The Senate Committee on State and Local Government opted not to take action—or even discuss—amendments to legislation that would have provided purses and breed development with 1.5% of Instant Racing revenue. The committee was expected to vote on the measure, which was revised from last week to strip language that would have approved Instant Racing by statute.
Republican Sen. Damon Thayer, who chairs the committee, said after the meeting opposition from anti-gaming groups has sprung up in recent days, and he believed he shouldn’t move the bill forward. Only six days prior, the same Senate committee passed the legislation—including the statutory authorization—on a bipartisan 11-1 vote.
“I felt very good when this bill came out of committee last week,” said Thayer. “It got momentum, and it seemed like we had the bipartisan support to move the bill forward as a solution to offer some help and hope for the horse industry. But over the last few days, the anti-gaming coalition rallied against the bill—they feel its expanded gambling--and this late in the session, it threw everything into a very tumultuous situation.”
According to published reports, Republican Senate President David Williams, who earlier said the measure had bipartisan support, in the last few days recommended it be altered. He prefers to have Democratic Gov. Steve Beshear sign an executive order or the Kentucky Horse Racing Commission approve new pari-mutuel regulations.

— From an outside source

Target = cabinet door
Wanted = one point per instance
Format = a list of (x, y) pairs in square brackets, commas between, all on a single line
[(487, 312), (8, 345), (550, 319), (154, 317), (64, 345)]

Given the Senate's unwillingness to take action on aid for the racing industry, it appears unlikely the House of Representatives would do so.
While the legislation isn’t officially dead, Thayer admitted it had some “serious challenges” going forward. In addition to those who oppose Instant Racing because they consider it to be a form of expanded gaming, there are others who simply don’t support it due to a lack of knowledge about what it is.
Thayer said he has considered orchestrating an educational hearing about Instant Racing in the future so more Kentuckians can learn the specifics about the machines, what they look like, and how they have benefitted Oaklawn Park in Arkansas for the past decade.
Thayer also said the tracks, which have been relatively silent on Instant Racing, opposed another provision in the bill that would place a 1.5% tax on advance deposit wagering. Reasons for the opposition haven’t been made public.
“There is no tax currently paid on ADW wagers—we were trying to put a tax on that and direct it straight into the purses for the industry,” said Thayer. “That’s fair and appropriate, because there’s a margin the ADW companies are getting that aren’t going back to the horsemen who put on the show.”
With only a few weeks left in the current General Assembly session, it again appears no aid for the horse industry will be forthcoming. Several bills have been introduced, only to die in committee.
“There’s still time…I would just recommend prudence and caution by all those commenting on (Instant Racing), because it’s not over until it’s over,” Thayer persisted. “I’ve been talking about Instant Racing for years and have been dismissed by racetrack presidents that said it wasn't enough (revenue). So I’m glad they’ve now come on board and see how this is a viable part of the solution. We have advanced the debate, but I think (the continued opposition) proves how difficult this expanded gambling issue is in Kentucky.”